2. In the scientific community, as in any other social structure, there are certain patterns of development, and clannishness is an integral part of it. You may think that this should not be the case, but this is just a symbolic imperative, and not a real state of affairs. Of course, we don't like to talk about it, but if we are honest scientists, it is impossible to turn a blind eye to the real facts, just on the grounds that we don't like them.

06.09.2007 20:18, Tentator

What a rigid man you are!

1. If you raise the question of unification of pronunciation, then only a conference can solve it, and an international one at that, if you see a problem in the speech of a native speaker of another language.
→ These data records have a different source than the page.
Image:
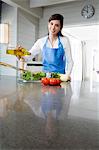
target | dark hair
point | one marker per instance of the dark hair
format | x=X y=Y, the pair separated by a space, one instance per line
x=60 y=18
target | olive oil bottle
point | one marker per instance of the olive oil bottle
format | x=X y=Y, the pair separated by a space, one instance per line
x=18 y=52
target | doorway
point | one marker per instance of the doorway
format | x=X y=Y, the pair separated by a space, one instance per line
x=85 y=47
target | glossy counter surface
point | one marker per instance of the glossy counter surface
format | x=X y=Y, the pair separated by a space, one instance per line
x=37 y=117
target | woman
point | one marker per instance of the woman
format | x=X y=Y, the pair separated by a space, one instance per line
x=55 y=49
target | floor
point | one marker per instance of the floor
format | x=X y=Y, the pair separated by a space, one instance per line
x=36 y=117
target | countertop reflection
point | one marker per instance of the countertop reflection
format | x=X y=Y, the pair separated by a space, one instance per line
x=34 y=116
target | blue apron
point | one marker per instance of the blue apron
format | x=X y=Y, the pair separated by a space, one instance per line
x=53 y=58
You can only campaign individually for a particular system if you are in favor of calling such a conference.

2. In the scientific community, as in any other social structure, there are certain patterns of development, and clannishness is an integral part of it. You may think that this should not be the case, but this is just a symbolic imperative, and not a real state of affairs. Of course, we don't like to talk about it, but if we are honest scientists, it is impossible to turn a blind eye to the real facts, just on the grounds that we don't like them.


The funny thing about this whole conversation is that there was just such a conference.

Well, if a clan is the same as, say, a science school, then yes. But from what ideas about the evolution of science did you conclude that their representatives should divide the scientific world into strangers and their own, quarrel, arrange showdowns?

Rigor is more productive than pofigizma and between them usually lies mediocrity.
Likes: 1

06.09.2007 20:26, Ale-x

The funny thing about this whole conversation is that there was just such a conference.

Well, if a clan is the same as, say, a science school, then yes. But from what ideas about the evolution of science did you conclude that their representatives should divide the scientific world into strangers and their own, quarrel, arrange showdowns?

Rigor is more productive than pofigizma and between them usually lies mediocrity.


Sorry, I'm not an entomologist. If there was a conference, what is the bazaar about? confused.gif You have to obey and do it, that's all. Or hadn't she made up her mind?

I don't think that a clan is the same as a school, because a school by definition comes from a certain Teacher, and a clan can be organized according to other principles: by common interests, for example, and represent not a school, but a more or less loose union or consortium. As for the ideas about the evolution of science, I must admit that I do not yet fully understand how it actually evolves. I just see that there are clans, and not only in our country, but also in the United States, for example. In a nearby topic, someone named NMR_guy just raised this topic today. Therefore, it is an objective fact that must be understood, described, and explained.